When we arrived in Puerto Quijarro we took a taxi directly to the border, the “frontera”. The taxi was supposed to cost €1,20 but the driver doubled the price by telling us it was per person. As we were exhausted we only made a small attempt to complain about this but didnt get anything for that.
Well at the border there was a rather large queue forming. And after consulting a note on the border office for the Bolivian side we could see that the crossing did not open until 08:00, and the time now was 06:50. We stood around and started to converse with the Spanish couple after us in the queue. After the office opened and the queue started to move it became apparent that people were not really respecting it. And it got even worse when the rain started to pour down and the queue was compacted under the small roof. The slow family in front of us gave people in the adjacent line perfect opportunities to skip in front of them, and all the others who where in between.
When we finally arrived it was a quick process to get the stamp and go off to the Brazilian side of the crossing. Just 3 hours of queuing later.
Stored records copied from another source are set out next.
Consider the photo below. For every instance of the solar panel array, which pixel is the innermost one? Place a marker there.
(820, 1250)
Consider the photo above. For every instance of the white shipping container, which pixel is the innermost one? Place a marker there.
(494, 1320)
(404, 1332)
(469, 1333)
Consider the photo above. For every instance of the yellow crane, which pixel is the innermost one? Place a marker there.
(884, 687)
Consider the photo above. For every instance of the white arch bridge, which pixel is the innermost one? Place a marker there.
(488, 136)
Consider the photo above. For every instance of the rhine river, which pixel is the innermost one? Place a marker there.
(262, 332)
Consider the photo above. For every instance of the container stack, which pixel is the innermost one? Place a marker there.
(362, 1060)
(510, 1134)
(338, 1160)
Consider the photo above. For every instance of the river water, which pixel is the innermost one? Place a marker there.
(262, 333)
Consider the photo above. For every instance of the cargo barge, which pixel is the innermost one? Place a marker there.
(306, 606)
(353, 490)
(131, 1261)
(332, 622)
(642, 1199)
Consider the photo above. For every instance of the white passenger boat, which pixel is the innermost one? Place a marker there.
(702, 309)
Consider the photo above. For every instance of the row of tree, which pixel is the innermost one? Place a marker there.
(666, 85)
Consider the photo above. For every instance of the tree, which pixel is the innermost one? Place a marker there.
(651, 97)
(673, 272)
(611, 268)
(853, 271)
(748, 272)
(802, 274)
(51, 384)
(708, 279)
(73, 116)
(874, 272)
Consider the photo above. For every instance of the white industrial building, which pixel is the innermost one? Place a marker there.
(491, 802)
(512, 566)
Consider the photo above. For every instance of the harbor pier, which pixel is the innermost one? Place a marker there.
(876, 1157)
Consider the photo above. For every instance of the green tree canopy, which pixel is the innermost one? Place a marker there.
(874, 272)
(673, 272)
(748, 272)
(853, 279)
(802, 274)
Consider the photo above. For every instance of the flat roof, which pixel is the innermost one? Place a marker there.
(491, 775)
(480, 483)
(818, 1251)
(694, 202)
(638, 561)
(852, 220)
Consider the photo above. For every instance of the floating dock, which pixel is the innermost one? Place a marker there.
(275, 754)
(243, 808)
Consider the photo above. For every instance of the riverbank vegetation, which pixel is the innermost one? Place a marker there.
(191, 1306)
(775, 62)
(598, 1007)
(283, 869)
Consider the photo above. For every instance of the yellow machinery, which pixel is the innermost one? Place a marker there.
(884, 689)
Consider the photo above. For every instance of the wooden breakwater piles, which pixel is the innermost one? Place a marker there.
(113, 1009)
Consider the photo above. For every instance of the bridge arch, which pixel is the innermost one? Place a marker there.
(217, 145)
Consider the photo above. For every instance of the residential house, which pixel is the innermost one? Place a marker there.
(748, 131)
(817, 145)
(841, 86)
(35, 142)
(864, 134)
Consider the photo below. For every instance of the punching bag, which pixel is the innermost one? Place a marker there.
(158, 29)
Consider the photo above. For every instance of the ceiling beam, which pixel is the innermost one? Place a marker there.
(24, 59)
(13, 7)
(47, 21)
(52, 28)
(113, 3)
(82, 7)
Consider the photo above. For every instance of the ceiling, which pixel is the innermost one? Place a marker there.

We thought that the Brazilian side would be a bit quicker, both since they are more of a developed country and because the Bolivian check should give them a steady flow at a not too high pace. WRONG!
After queuing for 3 hours during which we fended of a lot of people who thought it to be clever to try and skip the line we were approaching the office in which the treasured stamp resides.
Just when we were meters away from the entrance a Bolivian woman shows up in front of us in the queue, apparently her son had waited and saved this place for her, and her baby she had on her back.
Okay, a bit foul play, but okay.
A few minutes later though, her aunt(?) and mother(?) arrives and are supposing they can too stand with her. This is where we, the Spanish couple and most others drew the line. All of them were sent to the end of the line. However the Bolivian lady who had her son keeping the spot went around the office and in through the back door, occupying the border official who where assigned to stamp the passports of Brazilians. This made the wait even longer.
When we finally arrived and we let in through the door we got our stamps in a matter of seconds. The only question we were asked was for how long we planned to stay in Brazil. No proof was required, just an answer to the question. So, 6-7 hours of queuing and 2 minutes in the offices later we had our stamps and were now officially in Brazil again!